Anyone who has major mobility problems, such as a big difference in leg length, a very bad hip or lower back, or painful foot problems, will be best off getting advice from a physiotherapist, podiatrist or gait-training specialist. But everyone should have a read of the Way to Walk section, if only to get you thinking about whether you need to sharpen up your own walking style.
Walking briskly is also an extremely useful way to clock up the officially recommended 30 minutes of daily cardiovascular (heart and lung fitness) activity, and a daily outdoor walk can be an incredibly effective way of lifting your mood when you are stuck in depression.
We are all guilty of avoiding stair-climbing. Often it’s the fault of planners and well-intentioned institutions who think they’re doing us a favour by providing escalators, ramps and lifts, single-decker buses, single-storey homes, stair-lifts and so on. Of course these things are necessary for people with disabilities who cannot manage stairs. And they are all fine for all of us some of the time. But once an escalator or a lift exists, it’s just so easy to stand there rather than walk…

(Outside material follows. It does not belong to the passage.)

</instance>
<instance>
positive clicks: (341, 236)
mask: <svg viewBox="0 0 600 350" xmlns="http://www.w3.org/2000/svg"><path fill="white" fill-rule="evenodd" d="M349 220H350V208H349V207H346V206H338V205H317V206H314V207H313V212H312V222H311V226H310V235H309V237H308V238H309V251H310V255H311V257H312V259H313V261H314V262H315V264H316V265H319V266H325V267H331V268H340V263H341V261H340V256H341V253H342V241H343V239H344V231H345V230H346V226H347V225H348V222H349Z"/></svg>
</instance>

Because we take the easy way up, our general ability to climb stairs – a complex combination of muscle strength, heart and lung fitness, co-ordination and balance control – starts to wither. The more effort it takes, the more we go out of our way to avoid stairs. It’s a self-reinforcing downhill slide.
Yet stair-climbing is one of the best exercises ever, and it’s free. If more of us went looking for more stairs to climb every day, we’d certainly soon feel the physical improvements: stronger legs able to lift higher without fear of tripping, better breathing, less effort when going uphill, better balance coming down.